MATERIALS AND METHODS
Cell cultures and reagents
Unless otherwise stated, all chemicals were from Sigma–Aldrich Co., Ltd. (Shanghai, China). The NSCLCA549 cell line was from the American Type Culture Collection. The A549-derived Nrf2-knockdown cell line, siNrf2-C27, and its control cell line siGFP-C5, were described previously [63]. To generate stable lines overexpressing Keap1, A549 cells were transfected with an mKeap1-pEGFP plasmid expressing mouseKeap-1. After selection in culture medium containing 0.8 mg/ml G418, one clone named mKeap1-C1, which maintained stable overexpression of Keap1 after multiple passages, was chosen for this study. Similarly, a cell line named GFP-c1 was generated after A549 cells were stably transfected with empty pEGFP vector, and served as a negative control.
RNA isolation and qRT-PCR
Total RNA was prepared using TRIzol reagent (Invitrogen) and the detailed procedures for qRT-PCR were described previously [63]. The primers used in this study were obtained from primer bank [64] except AKR1C1, GCLC [65] and listed in Supplementary Table 8. p values <0.05 were considered statistically significant.
Microarray data analysis
The raw data were analyzed using Agilent GeneSpring GX software (Version 11.0). Normalization of microarray data from KEAP1-overexpressing and NRF2-KD A549 cells along with specific control samples was performed using the Robust Multi-array Average summarization method. The raw microarray data have been submitted to the GEO database with the accession number GSE94393. We used triplicate microarray samples from the KEAP1-overexpressing and NRF2-KD A549 cells, including control samples to minimize off-target effects. The differential expression of genes was carried out in all triplicate samples and the genes that underwent up- or down-regulation were identified using a p-value <0.05 calculated using the t-test. We used a Heatmapper tool [66] to generate heat maps to depict up- and down-regulated genes.
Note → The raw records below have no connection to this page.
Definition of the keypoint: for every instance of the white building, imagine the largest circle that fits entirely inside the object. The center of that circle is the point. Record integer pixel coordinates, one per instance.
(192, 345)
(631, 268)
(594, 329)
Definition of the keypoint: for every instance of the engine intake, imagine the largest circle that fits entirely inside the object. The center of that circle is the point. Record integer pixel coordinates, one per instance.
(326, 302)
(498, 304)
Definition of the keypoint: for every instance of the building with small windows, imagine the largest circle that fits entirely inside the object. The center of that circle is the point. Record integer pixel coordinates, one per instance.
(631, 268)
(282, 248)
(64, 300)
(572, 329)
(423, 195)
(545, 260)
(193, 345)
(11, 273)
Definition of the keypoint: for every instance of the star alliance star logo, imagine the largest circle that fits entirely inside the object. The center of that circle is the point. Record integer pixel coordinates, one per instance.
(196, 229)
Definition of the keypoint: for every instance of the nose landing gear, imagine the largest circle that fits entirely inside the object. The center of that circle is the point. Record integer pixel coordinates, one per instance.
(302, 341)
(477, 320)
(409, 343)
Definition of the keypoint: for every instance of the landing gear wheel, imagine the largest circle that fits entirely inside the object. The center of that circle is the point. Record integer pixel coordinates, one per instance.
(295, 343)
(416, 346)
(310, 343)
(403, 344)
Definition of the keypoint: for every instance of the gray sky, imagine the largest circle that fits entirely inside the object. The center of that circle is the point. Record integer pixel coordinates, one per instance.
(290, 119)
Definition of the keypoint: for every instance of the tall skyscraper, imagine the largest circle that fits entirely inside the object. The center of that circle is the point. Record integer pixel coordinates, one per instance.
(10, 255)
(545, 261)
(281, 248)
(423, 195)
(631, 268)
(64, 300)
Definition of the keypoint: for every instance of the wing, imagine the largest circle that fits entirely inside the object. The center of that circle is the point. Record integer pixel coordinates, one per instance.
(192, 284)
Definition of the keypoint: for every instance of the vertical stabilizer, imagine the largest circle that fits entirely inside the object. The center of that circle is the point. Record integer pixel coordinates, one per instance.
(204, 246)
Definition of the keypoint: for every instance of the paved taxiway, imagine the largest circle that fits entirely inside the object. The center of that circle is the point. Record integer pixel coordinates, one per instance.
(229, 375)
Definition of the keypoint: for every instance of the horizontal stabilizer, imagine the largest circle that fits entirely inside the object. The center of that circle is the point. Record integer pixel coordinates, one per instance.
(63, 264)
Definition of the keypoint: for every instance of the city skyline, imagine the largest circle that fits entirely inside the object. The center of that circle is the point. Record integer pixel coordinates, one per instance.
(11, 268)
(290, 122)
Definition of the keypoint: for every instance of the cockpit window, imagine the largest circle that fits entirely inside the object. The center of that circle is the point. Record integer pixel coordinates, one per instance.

Functional annotation and protein-protein interaction network analyses
The DAVID web tool [23] was used to identify the functional annotation of downregulated genes (fold-change >1.5) in microarrays from KEAP1-overexpressing, NRF2-KD, and both A549 cells. STRING-v10 was used to identify the protein–protein interaction networks of downregulated genes (fold-change >1.5) obtained from combinatorial analysis of both microarrays [24].
In silico analysis
Putative AREs in metabolic gene promoters were identified using RSAT [25]. The promoter sequence contains -5 kb lengths for 34 selected genes were retrieved from Eukaryotic Promoter Database (EPD) [67]. We then subjected these sequences to RSAT to identify AREs using the string-based pattern matching RSAT program ‘dna pattern’ as described previously [68]. Briefly, the DNA patterns RTGASNNNGCR and RTGAYNNNGCR (where R = A or G, S = C or G, Y = C or T, and N = any nucleotide) were used in the query option to identify an exact match of an ARE sequence in the given 5-kb promoter sequences. The DNA patterns designed by Abduallah et al. [68] are based on well-known previous publications on the structure of AREs [69-71].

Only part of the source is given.